Para o governante, há necessidade de se estabelecer uma cooperação institucional, frisando que não se pode aprovar projectos sem se ter em conta aquilo que é a lei nacional do património.

“Vamos agir até às últimas consequências (…) temos instrumentos legais para agir. O que houve, foi um arrombamento premeditado por parte do proprietário do edifício para provocar um aceleramento de processo num momento que o IPC estava sentado com o promotor para negociar os aspectos arquitectónicos do edifício”, declarou.

O Ministério da Cultura, através do Instituto do Patrimônio Cultural, prosseguiu, irá fazer de tudo para que este caso seja um caso exemplar e para que “tanto a câmara municipal como os futuros promotores percebam que o Estado e o património não são contra o investimento privado, a modernização dos edifícios históricos”, mas sim que é preciso cumpri a lei.

O ministro fez saber que a equipa jurídica do IPC está neste momento a agir para tirar todas as consequências porque “claramente houve uma provocação a ordem pública nacional e as leis nacionais”, sublinhado que não há nenhum poder económico que tenha força suficiente para o IPC fazer vergar perante uma desautorização daquilo que ocorreu no Centro Histórico do Platô.
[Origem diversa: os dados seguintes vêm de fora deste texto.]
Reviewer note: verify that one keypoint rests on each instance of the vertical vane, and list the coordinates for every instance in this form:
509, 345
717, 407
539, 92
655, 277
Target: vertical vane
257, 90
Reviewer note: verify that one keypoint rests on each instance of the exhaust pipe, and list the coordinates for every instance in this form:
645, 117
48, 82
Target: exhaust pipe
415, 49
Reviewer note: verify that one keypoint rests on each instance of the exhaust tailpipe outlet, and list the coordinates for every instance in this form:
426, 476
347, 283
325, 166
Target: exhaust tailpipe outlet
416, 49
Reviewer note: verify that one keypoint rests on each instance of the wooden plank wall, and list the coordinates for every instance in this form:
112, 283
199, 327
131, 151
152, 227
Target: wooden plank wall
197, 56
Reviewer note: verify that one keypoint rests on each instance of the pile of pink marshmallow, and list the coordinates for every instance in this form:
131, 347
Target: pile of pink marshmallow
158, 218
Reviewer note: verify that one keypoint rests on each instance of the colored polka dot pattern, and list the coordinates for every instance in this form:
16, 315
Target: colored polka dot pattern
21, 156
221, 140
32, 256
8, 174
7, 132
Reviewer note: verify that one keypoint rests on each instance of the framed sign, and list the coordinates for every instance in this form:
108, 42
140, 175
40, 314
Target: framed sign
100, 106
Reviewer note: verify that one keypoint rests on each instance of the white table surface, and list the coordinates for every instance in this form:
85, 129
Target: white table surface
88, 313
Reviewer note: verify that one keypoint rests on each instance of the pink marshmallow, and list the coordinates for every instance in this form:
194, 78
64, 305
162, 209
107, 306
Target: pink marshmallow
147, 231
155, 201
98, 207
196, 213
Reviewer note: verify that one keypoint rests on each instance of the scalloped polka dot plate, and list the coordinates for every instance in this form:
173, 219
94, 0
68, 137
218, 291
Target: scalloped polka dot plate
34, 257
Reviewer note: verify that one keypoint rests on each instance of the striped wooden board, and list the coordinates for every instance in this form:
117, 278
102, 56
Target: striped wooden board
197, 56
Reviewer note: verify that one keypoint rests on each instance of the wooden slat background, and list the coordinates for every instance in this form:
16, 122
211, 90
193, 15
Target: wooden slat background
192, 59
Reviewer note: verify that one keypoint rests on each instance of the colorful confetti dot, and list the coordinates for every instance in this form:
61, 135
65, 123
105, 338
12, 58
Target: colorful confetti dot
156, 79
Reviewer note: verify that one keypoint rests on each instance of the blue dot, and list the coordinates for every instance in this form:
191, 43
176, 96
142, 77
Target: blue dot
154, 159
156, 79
Na sexta-feira, o grupo KhymNegoce confirmou, em comunicado, ter concluído a demolição do antigo edifício Luso-Africana, no centro histórico da Praia porque, com as chuvas, grande parte da construção desabou na parte demolida e o risco de desabamento total era eminente.

O grupo empresarial esclarece que as obras de demolição estavam paralisadas há quase dois meses, na sequência do pedido de embargo feito pelo IPC, período durante o qual procurou resolver a questão junto da instituição de defesa do património, apesar de entender que o projecto “não viola a lei”.